D’ores et déjà, l’ARC mène campagne contre certaines dispositions comme, par exemple, la facturation des protocoles d’accord sous-seing privé avec le débiteur de charges ou encore contre les presta- tions au temps passé non contrôlable (gestion administrative des sinistres, par exemple).
De leur côté, les syndics se sont montrés particulièrement surpris que le décret impose la mention dans leur contrat non seulement de leurs jours ouvrés et des heures de réception des copropriétaires, mais également des heures de permanence téléphonique.
Les syndicats de syndics professionnels, pour leur part, ont dénoncé le délai de trois mois beaucoup trop bref selon eux avant l’entrée en vigueur de ces dispositions alors que le CNTGI avait accepté un délai de six mois. Le texte entrera donc en vigueur le 1er juillet 2015. Pour autant, les syndics, sauf dans les résidences de vacances, ne tiennent pas d’assemblée générale entre le 1er juillet et le 31 août.
Une prestation incluse dans le forfait posera sans doute un problème : les frais de reprographie. En effet, ces frais, même à l’intérieur d’une même copropriété, peuvent varier dans des proportions considérables qui ne sauraient faire l’objet d’une estimation préalable. Cette disposition devrait inciter les syndics à mettre en œuvre le plus rapidement possible les notifications des convocations aux assemblées générales par voie électronique.


Le Conseil national de la transaction et de la gestion immobilière (CNTGI) réunit les représentants des organisations professionnelles et des associations de consommateurs. Ce conseil créé par la loi ALUR, a vocation à réguler et encadrer les relations entre les syndicats de copropriétaires et les syndics. Pourtant, le CNTGI n’a pas été suivi par le gouvernement sur son projet de contrat- type. Pis, son avis défavorable sur le projet de décret a été ignoré. Quelle peut-être aujourd’hui la crédibilité de cette instance ?
Professionnels et associations de consommateurs ont fait part de leur dépit lors de la publication d’un texte qui non seulement ne correspond pas à celui qu’ils avaient élaboré d’un commun accord au sein du CNTGI, mais qu’ils ont, de plus, désavoué.
Est-ce à dire pour autant que le CNTGI, à peine installé, se trouve désavoué ?
On rappellera que feu la Commission relative à la copropriété, placée sous l’autorité du président Capoulade (corédacteur de la loi de 1965 et du décret de 1967) n’a pas émis que des recommandations à l’usage des praticiens, mais a également donné des avis au gouvernement qui n’ont pas été nécessairement suivis par ce dernier.

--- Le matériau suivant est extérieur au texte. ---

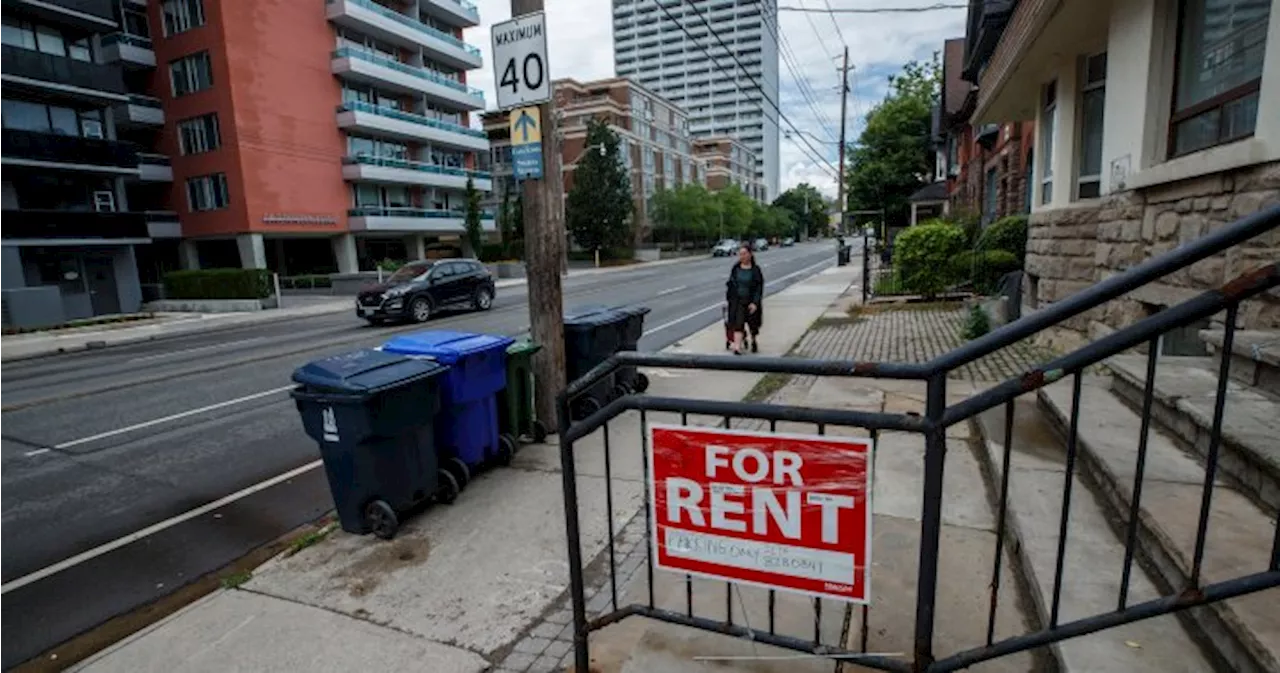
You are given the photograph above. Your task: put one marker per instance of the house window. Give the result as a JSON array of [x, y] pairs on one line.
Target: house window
[[1219, 72], [199, 134], [1093, 90], [1048, 119], [208, 192], [182, 15], [190, 74]]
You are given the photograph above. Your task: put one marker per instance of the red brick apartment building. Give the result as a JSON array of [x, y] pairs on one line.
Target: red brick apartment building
[[300, 136]]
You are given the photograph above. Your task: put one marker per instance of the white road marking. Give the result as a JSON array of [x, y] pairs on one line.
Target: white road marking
[[151, 530], [173, 417], [214, 347], [718, 305]]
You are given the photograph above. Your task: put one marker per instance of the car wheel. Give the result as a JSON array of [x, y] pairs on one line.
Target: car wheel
[[420, 310]]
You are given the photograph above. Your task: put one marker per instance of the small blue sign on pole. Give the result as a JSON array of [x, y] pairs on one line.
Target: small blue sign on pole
[[526, 146]]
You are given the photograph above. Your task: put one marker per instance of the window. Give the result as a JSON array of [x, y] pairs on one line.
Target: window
[[1048, 118], [1219, 72], [208, 192], [182, 15], [199, 134], [190, 74], [1093, 92]]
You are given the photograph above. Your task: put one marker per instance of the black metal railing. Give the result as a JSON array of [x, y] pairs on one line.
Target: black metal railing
[[932, 425]]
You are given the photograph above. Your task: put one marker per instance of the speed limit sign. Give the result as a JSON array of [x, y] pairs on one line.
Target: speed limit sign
[[520, 68]]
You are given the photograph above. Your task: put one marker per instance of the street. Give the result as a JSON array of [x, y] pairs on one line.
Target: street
[[131, 471]]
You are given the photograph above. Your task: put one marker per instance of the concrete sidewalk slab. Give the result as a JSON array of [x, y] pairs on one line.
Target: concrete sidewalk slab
[[241, 631]]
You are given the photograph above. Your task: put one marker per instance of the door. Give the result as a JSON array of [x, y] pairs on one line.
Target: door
[[100, 279]]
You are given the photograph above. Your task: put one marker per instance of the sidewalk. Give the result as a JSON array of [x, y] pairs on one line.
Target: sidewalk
[[462, 587], [163, 325]]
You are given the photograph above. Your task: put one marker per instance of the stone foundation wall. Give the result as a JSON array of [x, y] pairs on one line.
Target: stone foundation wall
[[1072, 248]]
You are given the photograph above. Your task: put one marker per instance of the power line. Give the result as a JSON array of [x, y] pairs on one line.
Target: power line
[[745, 72], [873, 10]]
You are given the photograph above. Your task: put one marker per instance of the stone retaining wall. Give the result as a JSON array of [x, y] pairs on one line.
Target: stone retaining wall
[[1072, 248]]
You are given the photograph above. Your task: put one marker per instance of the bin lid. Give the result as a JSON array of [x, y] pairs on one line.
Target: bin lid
[[364, 372], [592, 316], [446, 346]]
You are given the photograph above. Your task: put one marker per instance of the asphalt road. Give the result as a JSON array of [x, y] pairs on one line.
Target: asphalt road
[[183, 454]]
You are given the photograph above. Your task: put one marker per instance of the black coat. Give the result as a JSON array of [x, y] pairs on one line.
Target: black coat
[[755, 294]]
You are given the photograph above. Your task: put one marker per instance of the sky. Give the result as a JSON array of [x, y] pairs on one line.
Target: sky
[[580, 37]]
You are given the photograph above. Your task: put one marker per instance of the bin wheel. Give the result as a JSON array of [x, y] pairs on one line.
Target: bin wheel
[[506, 449], [538, 431], [380, 520], [448, 488], [460, 470]]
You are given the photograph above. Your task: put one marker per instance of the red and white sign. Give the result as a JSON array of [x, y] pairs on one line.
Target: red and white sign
[[780, 511]]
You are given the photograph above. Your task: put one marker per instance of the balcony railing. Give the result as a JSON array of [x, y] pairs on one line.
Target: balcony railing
[[60, 69], [63, 224], [145, 101], [67, 149], [383, 211], [126, 39], [416, 165], [357, 106], [423, 73], [414, 23]]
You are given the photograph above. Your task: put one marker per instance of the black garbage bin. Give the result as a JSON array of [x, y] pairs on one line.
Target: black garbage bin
[[592, 334], [371, 412], [629, 379]]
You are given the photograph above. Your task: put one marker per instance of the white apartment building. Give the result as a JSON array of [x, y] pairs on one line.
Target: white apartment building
[[656, 51]]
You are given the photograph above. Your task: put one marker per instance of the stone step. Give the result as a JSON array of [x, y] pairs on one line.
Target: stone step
[[1242, 633], [1255, 356], [1185, 393], [1093, 559]]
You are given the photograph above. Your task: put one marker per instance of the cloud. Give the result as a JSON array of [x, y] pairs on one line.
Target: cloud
[[580, 39]]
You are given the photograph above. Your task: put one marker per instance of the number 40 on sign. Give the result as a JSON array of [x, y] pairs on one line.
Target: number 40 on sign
[[520, 62]]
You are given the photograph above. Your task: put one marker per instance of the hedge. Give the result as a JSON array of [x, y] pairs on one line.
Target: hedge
[[983, 268], [923, 255], [218, 284], [1008, 234]]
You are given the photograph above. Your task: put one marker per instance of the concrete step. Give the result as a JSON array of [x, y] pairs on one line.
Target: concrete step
[[1239, 635], [1183, 404], [1255, 356], [1093, 561]]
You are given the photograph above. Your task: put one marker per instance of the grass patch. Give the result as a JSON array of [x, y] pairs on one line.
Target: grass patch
[[236, 580]]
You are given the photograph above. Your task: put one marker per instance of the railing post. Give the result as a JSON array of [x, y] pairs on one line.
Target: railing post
[[931, 518], [576, 585]]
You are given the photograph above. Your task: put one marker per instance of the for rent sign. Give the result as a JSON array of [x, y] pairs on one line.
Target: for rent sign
[[786, 512]]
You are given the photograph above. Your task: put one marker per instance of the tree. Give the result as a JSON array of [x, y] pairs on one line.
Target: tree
[[475, 233], [807, 206], [892, 156], [598, 207]]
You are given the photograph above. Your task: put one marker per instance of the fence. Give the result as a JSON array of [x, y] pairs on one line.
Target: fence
[[932, 426]]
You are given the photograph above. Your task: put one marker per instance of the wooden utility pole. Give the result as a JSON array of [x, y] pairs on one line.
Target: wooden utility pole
[[840, 179], [544, 252]]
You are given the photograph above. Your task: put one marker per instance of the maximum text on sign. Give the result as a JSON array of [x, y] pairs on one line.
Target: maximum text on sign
[[789, 512]]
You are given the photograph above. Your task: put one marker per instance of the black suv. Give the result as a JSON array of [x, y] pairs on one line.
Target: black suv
[[419, 289]]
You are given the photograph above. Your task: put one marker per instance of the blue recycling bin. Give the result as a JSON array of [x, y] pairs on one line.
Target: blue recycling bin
[[466, 424], [373, 415]]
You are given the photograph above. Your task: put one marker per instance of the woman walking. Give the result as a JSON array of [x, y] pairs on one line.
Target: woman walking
[[745, 296]]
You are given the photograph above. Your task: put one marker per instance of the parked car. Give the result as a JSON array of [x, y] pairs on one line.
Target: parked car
[[419, 289], [725, 248]]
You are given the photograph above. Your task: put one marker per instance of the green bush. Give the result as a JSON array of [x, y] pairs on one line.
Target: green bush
[[923, 253], [983, 268], [1008, 234], [218, 284], [976, 324]]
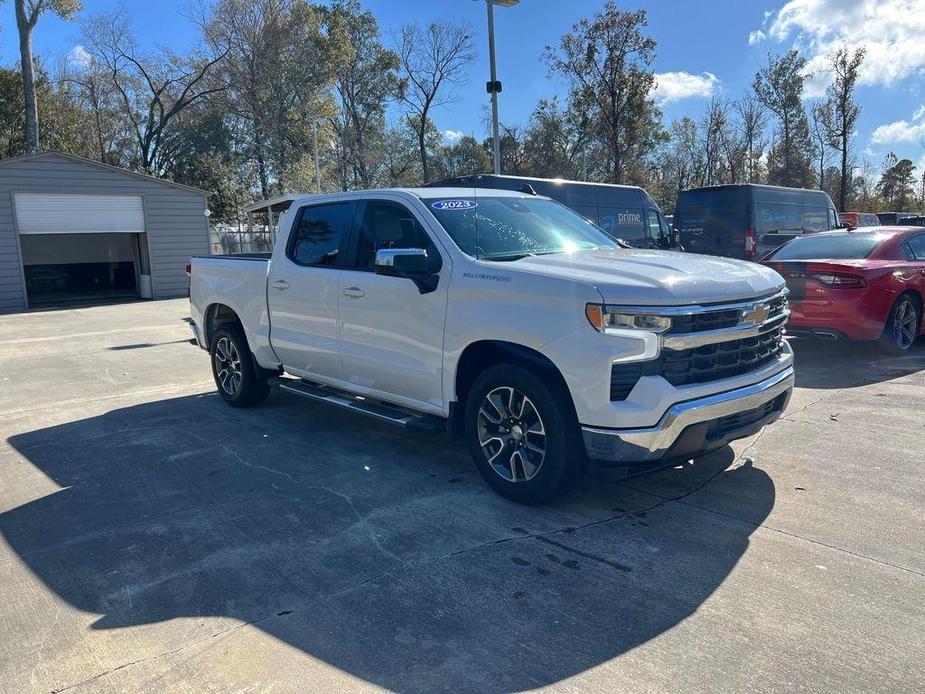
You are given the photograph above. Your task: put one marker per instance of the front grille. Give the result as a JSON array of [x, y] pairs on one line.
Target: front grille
[[720, 318], [704, 364], [712, 320]]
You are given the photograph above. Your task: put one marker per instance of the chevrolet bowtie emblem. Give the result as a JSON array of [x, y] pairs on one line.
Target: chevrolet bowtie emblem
[[757, 315]]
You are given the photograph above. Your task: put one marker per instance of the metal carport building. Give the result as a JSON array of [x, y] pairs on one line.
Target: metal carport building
[[76, 230]]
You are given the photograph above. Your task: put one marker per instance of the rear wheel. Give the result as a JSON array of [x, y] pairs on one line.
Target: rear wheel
[[239, 380], [522, 435], [902, 325]]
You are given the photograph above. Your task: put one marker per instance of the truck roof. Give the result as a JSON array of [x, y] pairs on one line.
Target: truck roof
[[449, 192], [535, 179]]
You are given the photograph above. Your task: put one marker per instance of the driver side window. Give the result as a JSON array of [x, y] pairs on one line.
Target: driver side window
[[390, 225]]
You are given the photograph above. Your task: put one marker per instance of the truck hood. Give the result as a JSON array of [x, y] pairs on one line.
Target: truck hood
[[657, 278]]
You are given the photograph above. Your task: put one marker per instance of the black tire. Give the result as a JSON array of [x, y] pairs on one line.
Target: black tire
[[516, 471], [243, 386], [905, 317]]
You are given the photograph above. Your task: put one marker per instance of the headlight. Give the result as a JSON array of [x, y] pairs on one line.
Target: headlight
[[604, 318]]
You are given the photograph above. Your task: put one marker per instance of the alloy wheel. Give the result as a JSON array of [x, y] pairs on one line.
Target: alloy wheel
[[228, 366], [905, 321], [511, 434]]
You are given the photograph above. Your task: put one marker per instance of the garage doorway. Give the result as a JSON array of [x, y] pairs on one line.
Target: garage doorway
[[79, 268], [81, 248]]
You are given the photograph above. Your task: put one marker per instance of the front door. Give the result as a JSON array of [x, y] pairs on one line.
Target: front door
[[303, 291], [391, 333]]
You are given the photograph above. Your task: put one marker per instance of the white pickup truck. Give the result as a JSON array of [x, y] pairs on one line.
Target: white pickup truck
[[503, 317]]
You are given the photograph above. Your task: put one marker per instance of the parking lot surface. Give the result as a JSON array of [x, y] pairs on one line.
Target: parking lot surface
[[154, 539]]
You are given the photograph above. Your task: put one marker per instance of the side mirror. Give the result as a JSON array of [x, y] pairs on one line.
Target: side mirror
[[411, 263], [401, 262]]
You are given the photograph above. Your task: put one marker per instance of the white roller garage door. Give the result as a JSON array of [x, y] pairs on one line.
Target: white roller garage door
[[55, 213]]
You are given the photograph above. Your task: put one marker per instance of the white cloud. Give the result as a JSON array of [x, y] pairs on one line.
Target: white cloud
[[674, 86], [78, 55], [890, 30], [901, 130]]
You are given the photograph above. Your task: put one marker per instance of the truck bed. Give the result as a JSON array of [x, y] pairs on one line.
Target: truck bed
[[237, 281]]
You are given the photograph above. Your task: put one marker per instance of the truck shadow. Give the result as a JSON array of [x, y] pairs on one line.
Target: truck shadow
[[376, 551], [833, 365]]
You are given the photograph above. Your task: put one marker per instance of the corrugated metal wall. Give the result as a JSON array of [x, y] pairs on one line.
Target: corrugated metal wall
[[177, 227]]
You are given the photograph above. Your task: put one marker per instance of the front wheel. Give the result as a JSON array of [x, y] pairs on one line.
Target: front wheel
[[237, 377], [522, 435], [902, 325]]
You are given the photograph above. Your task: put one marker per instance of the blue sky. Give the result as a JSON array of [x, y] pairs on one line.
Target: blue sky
[[703, 47]]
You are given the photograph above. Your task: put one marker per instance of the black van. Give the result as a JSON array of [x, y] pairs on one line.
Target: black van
[[748, 220], [624, 212]]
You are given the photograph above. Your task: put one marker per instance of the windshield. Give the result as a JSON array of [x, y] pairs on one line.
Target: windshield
[[837, 246], [507, 228]]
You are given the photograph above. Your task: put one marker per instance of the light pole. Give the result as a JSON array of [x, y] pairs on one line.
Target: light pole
[[494, 86], [315, 146]]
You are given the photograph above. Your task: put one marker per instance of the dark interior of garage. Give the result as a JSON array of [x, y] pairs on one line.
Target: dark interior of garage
[[65, 269]]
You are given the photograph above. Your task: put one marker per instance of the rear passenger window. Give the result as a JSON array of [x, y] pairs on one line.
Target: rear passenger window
[[917, 245], [775, 217], [318, 233], [815, 219]]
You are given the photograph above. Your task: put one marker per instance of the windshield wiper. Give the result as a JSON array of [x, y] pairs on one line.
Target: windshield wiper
[[509, 257]]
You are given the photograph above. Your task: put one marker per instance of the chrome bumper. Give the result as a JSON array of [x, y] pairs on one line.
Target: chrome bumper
[[693, 427]]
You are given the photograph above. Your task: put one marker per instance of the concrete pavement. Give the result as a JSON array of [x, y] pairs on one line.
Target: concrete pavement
[[152, 538]]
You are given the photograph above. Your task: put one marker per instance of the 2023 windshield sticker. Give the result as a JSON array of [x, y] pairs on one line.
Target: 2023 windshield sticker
[[454, 204]]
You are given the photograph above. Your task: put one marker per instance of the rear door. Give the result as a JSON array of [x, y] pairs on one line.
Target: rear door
[[303, 291], [916, 245], [391, 332]]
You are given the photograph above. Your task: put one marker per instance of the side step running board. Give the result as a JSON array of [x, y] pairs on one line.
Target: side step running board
[[393, 414]]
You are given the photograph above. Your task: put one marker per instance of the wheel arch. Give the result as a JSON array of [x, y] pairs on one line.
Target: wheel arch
[[481, 354], [216, 315]]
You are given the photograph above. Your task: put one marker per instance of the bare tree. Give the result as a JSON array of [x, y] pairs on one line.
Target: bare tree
[[365, 79], [779, 86], [27, 16], [752, 119], [432, 61], [820, 137], [842, 111], [152, 89], [608, 62]]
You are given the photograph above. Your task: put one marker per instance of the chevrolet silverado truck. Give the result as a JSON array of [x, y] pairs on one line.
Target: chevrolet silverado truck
[[503, 317]]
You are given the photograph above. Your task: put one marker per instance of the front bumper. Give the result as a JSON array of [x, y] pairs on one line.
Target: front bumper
[[692, 427]]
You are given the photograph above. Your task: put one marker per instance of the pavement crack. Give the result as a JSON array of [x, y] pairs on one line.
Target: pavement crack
[[826, 396]]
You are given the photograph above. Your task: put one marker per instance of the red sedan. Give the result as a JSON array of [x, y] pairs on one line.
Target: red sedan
[[866, 284]]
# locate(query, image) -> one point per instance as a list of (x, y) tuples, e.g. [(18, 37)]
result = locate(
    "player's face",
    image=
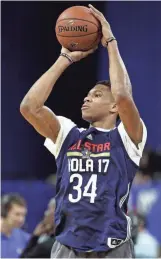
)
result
[(97, 104), (16, 216)]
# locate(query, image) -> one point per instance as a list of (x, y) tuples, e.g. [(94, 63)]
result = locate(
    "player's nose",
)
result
[(87, 99)]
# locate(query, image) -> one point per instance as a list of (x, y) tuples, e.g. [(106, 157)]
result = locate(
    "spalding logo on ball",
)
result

Dès lors, il n’y a rien de surprenant à ce que le produit du groupe de travail mis en place par le CNTGI n’ait pas été retenu ... du moins en totalité et quant à la forme. Après tout, le Conseil national tel que créé par l’article 24 de la loi ALUR, n’a qu’un rôle de propositions. Reste à savoir pour quelles raisons le gouvernement n’a pas écouté les deux parties à la négociation. Aucune explication n’a été donnée, et certains y voient l’intervention d’un puissant groupe de professionnels. Si tel est le cas, on ne peut que le regretter.
Mais bien d’autres tâches attendent le CNTGI, dont l’élaboration du code de déontologie prévu par le même texte. On ne peut que former le vœu que le CNTGI dispose du temps et des moyens nécessaires pour s’imposer.